I know that the are is too small for adults. As they outgrow this tank, they will be moved to a specially designed lizard pit in our backyard. We haven't landscaped our back yard as yet (new home) so was considering this. Ive never had any problems with water set ups since I got them as babies. I was looking at finding out water ideas etc for my water dragons as well as set ups designs etc. Above video was for aesthetics ideas


----------



## DisturbedDave (Aug 20, 2013)

Might be worth looking at something similar to my design. While my design is ideal for dragons up to 2-3 years old, it can easily be replicated on a larger scale, maybe make it longer.
I built the enclosure, and once fabricated, I measured up and had an aquarium built to fit snugly into the base of the enclosure, with a viewing window at the front.

My enclosure is 5ft high, 3ft wide, 3ft deep. Could easily make it 5ft x 6ft x 3ft, depending on the size of your dragons.


----------



## smileysnake (Aug 20, 2013)

i have an enclosure that im working on atm its 7 foot long x 800mm x 900mm you could put a fish tank in one end of that and build your landscape around it...i think i would go straight outside if i were you they will get to full size pretty quick two adults need too much space to be kept inside....


----------



## Virides (Aug 20, 2013)

DisturbedDave said:


> Might be worth looking at something similar to my design. While my design is ideal for dragons up to 2-3 years old, it can easily be replicated on a larger scale, maybe make it longer.
> I built the enclosure, and once fabricated, I measured up and had an aquarium built to fit snugly into the base of the enclosure, with a viewing window at the front.
> 
> My enclosure is 5ft high, 3ft wide, 3ft deep. Could easily make it 5ft x 6ft x 3ft, depending on the size of your dragons.




I was about to say, hey get some of our grips!
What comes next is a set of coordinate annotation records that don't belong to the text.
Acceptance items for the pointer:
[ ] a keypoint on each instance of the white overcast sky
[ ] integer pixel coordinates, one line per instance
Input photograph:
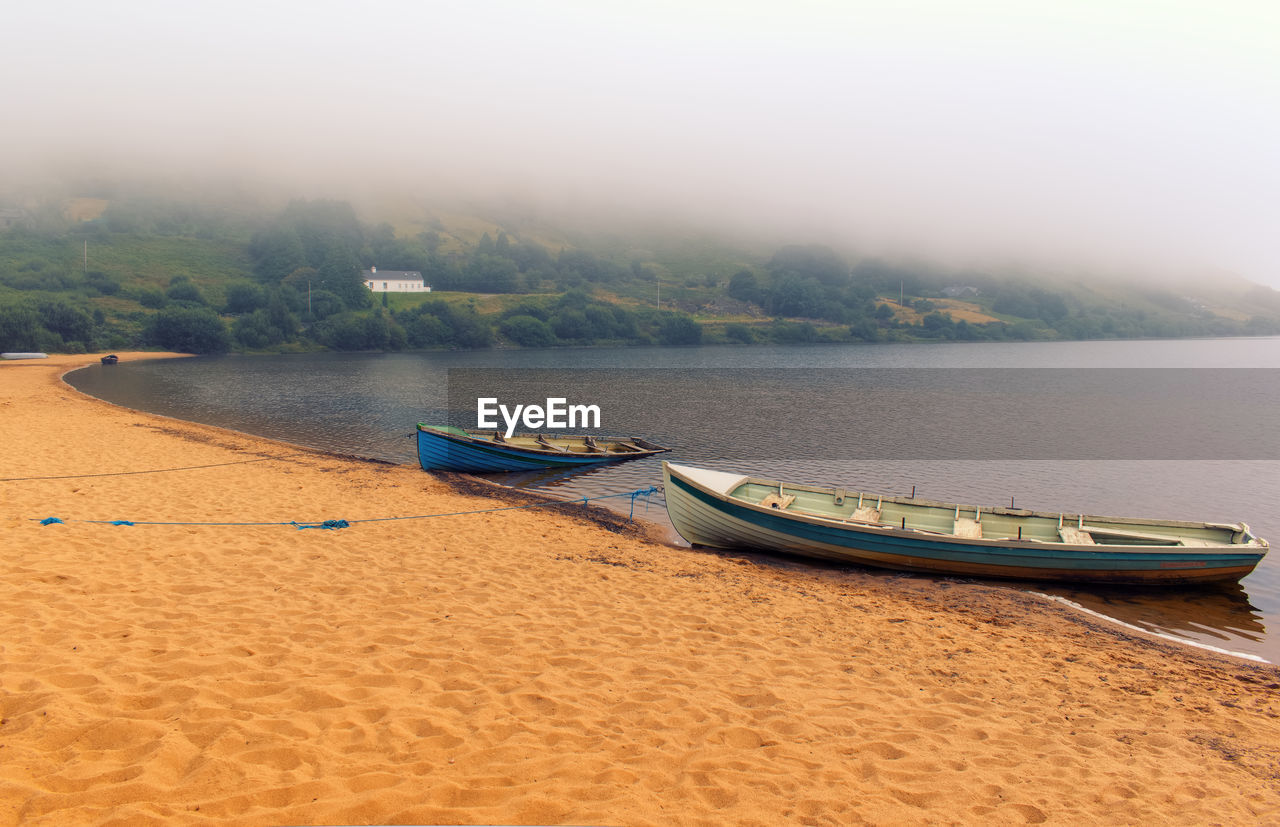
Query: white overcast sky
(1118, 133)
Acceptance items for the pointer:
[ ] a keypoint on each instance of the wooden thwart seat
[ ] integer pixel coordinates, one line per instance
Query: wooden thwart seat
(777, 501)
(1073, 535)
(865, 513)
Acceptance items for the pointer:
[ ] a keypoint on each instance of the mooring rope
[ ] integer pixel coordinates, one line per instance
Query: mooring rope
(344, 524)
(184, 467)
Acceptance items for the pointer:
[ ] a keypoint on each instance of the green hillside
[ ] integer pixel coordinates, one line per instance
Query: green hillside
(118, 273)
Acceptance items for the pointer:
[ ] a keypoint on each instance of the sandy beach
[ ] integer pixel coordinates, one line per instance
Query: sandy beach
(538, 666)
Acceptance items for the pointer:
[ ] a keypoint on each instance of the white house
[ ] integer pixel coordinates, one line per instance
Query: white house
(396, 282)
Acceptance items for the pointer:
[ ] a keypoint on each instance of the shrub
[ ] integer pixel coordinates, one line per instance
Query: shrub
(188, 330)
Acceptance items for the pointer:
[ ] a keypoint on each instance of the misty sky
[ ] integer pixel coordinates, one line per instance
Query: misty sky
(1116, 135)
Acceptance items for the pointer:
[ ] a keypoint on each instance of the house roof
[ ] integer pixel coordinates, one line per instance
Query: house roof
(392, 275)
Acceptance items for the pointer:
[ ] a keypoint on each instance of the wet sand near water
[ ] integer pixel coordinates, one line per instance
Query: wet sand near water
(538, 666)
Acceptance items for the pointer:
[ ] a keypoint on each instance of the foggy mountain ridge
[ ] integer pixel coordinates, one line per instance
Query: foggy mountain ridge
(129, 270)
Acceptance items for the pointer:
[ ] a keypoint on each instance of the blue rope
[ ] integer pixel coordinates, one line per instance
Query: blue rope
(344, 524)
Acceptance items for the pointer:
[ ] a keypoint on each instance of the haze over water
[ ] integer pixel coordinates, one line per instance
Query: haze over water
(1115, 137)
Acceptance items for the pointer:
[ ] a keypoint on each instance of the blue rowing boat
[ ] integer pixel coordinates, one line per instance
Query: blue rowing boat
(446, 448)
(730, 511)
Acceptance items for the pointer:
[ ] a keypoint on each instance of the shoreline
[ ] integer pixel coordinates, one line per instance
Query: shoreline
(547, 665)
(658, 533)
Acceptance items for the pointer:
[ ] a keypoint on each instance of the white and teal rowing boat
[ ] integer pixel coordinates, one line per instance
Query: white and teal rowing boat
(730, 511)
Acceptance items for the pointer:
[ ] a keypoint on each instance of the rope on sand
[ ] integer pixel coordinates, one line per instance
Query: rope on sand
(184, 467)
(344, 524)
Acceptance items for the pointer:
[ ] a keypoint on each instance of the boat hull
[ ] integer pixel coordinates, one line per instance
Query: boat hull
(707, 517)
(440, 451)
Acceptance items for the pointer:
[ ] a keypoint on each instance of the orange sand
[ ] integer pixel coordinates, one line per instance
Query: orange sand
(539, 667)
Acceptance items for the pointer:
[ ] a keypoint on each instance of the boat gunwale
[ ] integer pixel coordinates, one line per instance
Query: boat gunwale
(466, 438)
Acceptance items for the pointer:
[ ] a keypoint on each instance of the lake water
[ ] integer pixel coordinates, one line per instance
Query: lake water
(1178, 429)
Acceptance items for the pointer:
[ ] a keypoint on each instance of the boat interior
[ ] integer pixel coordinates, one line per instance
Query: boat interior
(561, 444)
(977, 522)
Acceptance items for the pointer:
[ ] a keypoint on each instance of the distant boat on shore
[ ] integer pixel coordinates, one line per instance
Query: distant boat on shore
(722, 510)
(444, 448)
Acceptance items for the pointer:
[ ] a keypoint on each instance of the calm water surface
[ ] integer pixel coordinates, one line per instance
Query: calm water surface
(704, 403)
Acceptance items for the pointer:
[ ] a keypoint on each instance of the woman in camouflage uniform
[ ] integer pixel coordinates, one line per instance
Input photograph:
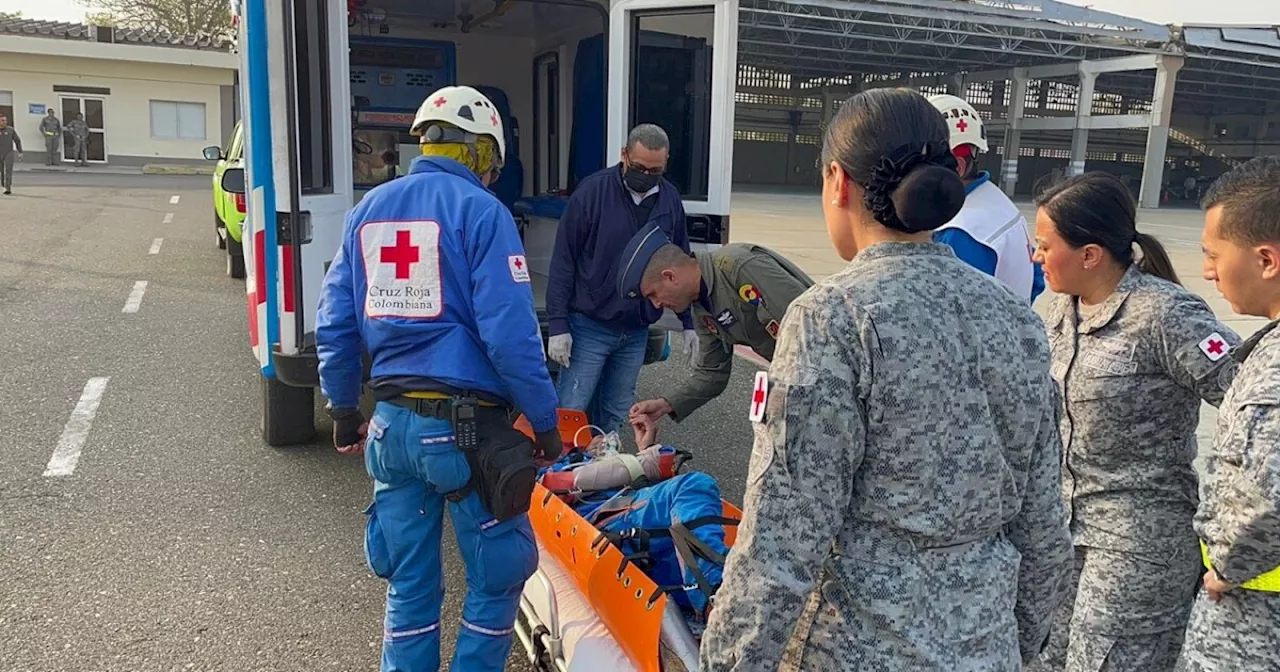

But already got them there  They really do "disappear" at a distance...


----------



## DisturbedDave (Aug 20, 2013)

Yeah they really do! Which is the reason I got them as clear, let's you focus more on the inside of the enclosure. 




Don't mind the filthy glass


----------



## Rudolf1980 (Aug 20, 2013)

Love those ideas guys! Im currently eyeing off a 6ft tank that I could use as the base then build up. Great enclosures


----------



## Rudolf1980 (Aug 20, 2013)

Once pit is done outside, Id then use the enclosure for snakes


----------